Complete Results Table
| Metric | S0 | S1 | S2 | S3 |
| Num Samples | 4254 | 4254 | 499 | 250 |
| BLEU (char) | 16.29 | 17.64 | 64.93 | 46.45 |
| chrF++ | 12.76 | 12.91 | 67.81 | 36.8 |
| COMET | 0.7291 | 0.7303 | 0.9416 | 0.9284 |
| Term Accuracy | 0.2125 | 0.2257 | 0.1033 | 0.6092 |
| Avg Retrieval (ms) | — | — | 2241 | 566.6 |
| Coverage Score | — | — | 0.6121 | 0.8294 |
| Retrieval Hit@K | — | — | 0.998 | 0.2209 |
| Retrieval Recall@K | — | — | 0.999 | 0.2239 |
| Error Binary F1 | — | — | 0.5254 | 0.3502 |
| Error Cat Macro F1 | — | — | 0.0 | 0.0866 |
⚠
Sample size caveat: S0 and S1 were evaluated on 4,254 samples (test_v1), S2 on 499 samples, and S3 on 250 samples.

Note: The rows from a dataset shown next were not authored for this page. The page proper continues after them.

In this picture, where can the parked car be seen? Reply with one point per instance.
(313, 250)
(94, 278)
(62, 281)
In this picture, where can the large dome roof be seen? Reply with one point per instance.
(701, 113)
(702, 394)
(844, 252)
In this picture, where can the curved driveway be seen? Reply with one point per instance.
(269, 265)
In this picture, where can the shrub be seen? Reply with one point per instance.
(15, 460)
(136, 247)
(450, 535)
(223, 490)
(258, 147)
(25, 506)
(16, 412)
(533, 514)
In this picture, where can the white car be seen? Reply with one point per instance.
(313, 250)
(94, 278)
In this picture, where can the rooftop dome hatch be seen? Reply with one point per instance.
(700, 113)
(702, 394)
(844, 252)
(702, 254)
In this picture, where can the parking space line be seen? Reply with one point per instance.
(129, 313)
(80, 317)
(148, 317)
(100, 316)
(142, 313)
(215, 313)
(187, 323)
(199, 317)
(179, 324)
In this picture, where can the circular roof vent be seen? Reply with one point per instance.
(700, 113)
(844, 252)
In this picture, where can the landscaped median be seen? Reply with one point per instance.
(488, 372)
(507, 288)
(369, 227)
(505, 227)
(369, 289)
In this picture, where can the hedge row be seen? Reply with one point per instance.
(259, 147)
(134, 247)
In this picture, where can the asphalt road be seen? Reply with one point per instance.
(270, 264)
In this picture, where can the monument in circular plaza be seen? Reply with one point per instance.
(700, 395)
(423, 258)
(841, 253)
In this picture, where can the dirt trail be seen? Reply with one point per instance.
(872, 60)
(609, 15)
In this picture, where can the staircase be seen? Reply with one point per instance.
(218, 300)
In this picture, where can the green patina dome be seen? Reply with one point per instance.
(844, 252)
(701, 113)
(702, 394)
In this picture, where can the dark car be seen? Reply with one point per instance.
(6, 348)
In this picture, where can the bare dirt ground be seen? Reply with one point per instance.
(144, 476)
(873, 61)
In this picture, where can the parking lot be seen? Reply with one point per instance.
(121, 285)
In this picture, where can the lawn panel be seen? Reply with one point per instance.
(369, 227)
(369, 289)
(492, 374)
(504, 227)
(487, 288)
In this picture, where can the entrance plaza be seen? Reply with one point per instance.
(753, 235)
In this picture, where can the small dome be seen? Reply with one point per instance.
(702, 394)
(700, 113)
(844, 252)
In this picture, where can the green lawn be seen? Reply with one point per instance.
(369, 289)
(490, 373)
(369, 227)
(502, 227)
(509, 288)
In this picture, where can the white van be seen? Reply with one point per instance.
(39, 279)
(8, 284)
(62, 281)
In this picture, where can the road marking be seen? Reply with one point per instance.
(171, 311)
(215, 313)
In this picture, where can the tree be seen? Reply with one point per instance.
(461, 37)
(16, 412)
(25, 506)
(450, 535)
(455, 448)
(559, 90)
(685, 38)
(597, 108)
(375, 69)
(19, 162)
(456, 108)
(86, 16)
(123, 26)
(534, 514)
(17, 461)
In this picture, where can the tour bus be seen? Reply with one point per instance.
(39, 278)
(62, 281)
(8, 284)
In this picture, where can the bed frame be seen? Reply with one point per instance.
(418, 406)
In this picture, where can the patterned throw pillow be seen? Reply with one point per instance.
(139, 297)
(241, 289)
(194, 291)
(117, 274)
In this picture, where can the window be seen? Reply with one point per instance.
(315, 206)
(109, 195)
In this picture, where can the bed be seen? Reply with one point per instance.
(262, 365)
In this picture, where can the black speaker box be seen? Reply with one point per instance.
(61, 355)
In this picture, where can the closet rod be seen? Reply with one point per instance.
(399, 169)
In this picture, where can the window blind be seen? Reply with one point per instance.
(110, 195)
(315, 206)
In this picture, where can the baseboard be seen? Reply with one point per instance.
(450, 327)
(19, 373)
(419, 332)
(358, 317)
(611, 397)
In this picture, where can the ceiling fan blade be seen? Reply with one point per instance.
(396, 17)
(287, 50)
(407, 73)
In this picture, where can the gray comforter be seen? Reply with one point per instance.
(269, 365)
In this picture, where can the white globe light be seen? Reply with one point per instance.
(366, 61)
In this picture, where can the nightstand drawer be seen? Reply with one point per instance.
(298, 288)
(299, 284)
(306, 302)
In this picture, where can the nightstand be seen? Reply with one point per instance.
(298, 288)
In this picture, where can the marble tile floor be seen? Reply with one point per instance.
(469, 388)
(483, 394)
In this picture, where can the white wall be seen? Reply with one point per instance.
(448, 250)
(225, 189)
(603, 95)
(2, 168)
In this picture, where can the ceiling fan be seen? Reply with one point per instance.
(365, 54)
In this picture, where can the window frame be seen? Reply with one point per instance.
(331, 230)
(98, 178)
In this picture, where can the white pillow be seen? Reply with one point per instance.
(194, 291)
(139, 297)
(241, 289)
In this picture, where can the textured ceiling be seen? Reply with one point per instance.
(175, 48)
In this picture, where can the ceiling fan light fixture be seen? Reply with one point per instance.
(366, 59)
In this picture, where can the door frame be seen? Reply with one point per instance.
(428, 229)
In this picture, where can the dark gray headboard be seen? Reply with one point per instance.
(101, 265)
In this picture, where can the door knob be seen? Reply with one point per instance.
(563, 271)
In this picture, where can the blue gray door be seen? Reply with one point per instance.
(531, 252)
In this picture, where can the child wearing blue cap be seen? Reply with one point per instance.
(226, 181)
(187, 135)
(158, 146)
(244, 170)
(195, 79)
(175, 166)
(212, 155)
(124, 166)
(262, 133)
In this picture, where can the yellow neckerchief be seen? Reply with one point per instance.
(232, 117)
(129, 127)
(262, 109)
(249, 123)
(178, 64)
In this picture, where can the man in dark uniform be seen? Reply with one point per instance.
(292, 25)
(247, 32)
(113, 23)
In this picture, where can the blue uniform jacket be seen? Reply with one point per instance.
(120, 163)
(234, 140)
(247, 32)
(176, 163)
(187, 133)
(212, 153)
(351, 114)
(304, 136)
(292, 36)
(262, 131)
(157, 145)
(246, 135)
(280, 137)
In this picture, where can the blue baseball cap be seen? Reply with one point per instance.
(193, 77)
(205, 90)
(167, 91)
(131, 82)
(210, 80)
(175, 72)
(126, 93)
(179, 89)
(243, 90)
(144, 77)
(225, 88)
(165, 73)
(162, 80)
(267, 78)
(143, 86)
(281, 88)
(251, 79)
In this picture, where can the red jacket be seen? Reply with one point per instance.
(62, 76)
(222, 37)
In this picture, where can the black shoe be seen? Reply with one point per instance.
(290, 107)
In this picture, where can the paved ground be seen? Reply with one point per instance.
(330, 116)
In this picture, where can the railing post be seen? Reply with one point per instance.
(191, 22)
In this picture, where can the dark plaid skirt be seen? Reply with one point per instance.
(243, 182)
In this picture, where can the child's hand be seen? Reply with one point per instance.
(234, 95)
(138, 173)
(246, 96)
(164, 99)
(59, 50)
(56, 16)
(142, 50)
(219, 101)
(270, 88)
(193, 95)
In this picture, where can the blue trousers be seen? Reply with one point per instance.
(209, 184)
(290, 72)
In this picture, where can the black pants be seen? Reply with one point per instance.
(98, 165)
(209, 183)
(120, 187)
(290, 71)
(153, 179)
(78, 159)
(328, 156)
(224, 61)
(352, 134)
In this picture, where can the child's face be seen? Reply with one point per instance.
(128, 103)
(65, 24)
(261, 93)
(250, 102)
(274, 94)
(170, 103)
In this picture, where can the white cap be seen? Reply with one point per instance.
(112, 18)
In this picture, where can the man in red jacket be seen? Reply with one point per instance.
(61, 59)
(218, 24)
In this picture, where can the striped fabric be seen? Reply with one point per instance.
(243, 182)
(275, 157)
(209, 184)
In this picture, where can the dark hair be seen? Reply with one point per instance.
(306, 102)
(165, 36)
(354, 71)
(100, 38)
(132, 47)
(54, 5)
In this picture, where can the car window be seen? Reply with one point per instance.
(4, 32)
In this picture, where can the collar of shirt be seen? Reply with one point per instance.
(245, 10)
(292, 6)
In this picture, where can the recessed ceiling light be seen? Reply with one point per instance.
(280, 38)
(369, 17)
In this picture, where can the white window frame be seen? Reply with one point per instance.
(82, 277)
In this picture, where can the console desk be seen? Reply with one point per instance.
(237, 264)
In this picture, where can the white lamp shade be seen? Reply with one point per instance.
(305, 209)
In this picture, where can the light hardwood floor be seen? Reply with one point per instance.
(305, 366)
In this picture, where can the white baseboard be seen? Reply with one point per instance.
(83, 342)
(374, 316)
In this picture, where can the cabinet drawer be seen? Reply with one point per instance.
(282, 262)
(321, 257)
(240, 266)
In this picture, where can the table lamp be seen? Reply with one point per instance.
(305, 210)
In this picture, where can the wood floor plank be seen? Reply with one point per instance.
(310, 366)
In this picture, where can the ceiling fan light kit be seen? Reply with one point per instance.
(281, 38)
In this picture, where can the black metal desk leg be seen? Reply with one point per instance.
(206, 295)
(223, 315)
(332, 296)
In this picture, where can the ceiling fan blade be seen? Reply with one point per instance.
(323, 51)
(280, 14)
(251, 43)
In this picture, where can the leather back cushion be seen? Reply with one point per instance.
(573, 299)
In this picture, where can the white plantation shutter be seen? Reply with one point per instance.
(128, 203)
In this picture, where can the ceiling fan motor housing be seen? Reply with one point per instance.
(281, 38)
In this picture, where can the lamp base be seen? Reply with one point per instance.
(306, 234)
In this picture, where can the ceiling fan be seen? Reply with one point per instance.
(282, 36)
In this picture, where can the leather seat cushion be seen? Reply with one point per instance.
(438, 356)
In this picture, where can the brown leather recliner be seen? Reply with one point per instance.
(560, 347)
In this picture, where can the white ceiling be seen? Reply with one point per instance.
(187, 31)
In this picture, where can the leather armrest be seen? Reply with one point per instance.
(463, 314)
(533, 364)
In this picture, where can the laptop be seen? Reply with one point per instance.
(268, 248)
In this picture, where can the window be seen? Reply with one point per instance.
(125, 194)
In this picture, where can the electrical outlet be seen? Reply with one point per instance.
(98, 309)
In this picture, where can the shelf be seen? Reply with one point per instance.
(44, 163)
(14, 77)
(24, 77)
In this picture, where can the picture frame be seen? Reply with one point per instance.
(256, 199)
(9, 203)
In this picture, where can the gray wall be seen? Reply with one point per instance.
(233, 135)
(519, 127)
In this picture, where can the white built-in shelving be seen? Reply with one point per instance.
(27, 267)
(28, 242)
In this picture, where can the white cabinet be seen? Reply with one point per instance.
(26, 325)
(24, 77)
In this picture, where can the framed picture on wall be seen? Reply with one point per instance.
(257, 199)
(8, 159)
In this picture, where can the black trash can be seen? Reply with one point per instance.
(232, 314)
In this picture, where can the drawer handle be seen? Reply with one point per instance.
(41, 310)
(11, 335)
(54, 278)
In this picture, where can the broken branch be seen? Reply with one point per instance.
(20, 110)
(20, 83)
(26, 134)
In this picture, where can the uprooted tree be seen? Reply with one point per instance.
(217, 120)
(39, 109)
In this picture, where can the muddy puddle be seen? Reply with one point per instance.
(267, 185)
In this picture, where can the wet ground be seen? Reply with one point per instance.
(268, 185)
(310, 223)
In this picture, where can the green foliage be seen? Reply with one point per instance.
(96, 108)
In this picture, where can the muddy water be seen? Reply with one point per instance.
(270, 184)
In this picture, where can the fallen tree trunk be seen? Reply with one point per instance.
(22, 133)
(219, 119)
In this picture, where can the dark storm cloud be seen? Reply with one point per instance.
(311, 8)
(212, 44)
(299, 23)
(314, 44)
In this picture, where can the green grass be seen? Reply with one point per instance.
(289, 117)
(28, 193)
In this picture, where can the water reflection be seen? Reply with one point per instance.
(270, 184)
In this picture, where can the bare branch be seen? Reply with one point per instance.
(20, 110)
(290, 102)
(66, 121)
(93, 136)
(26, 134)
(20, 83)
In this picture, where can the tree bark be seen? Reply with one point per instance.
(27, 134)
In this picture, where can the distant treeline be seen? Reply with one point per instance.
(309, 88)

Cross-column comparisons should be interpreted cautiously due to different evaluation set sizes and compositions.
ⓘ
Why do terminology sample counts vary so much? The glossary CSV originally contained 526 entries, but ~200 of those were contaminated rows with garbage Japanese values scraped from web pages (e.g. “sign”, “live”, “business” mapped to meaningless strings). After filtering to only clean, domain-specific tech terms (password, login, account, settings, etc.), the glossary dropped to ~320 curated entries. These real terms appear far less often in general-domain test sentences (Tatoeba, JParaCrawl), so fewer sentences qualify as terminology samples. The lower count is the honest number — the higher counts in earlier runs were inflated by noise from the contaminated glossary.
ⓘ
Domain mismatch note: Our glossary is built around tech/UI terminology (password, settings, download, etc.), but the test set draws from general-domain corpora. This means many test sentences simply don’t contain any glossary terms. Despite this mismatch, S3’s terminology accuracy (0.6092) is still the highest across all variants — when a glossary term does appear, the agentic pipeline uses the approved form more reliably than any other system.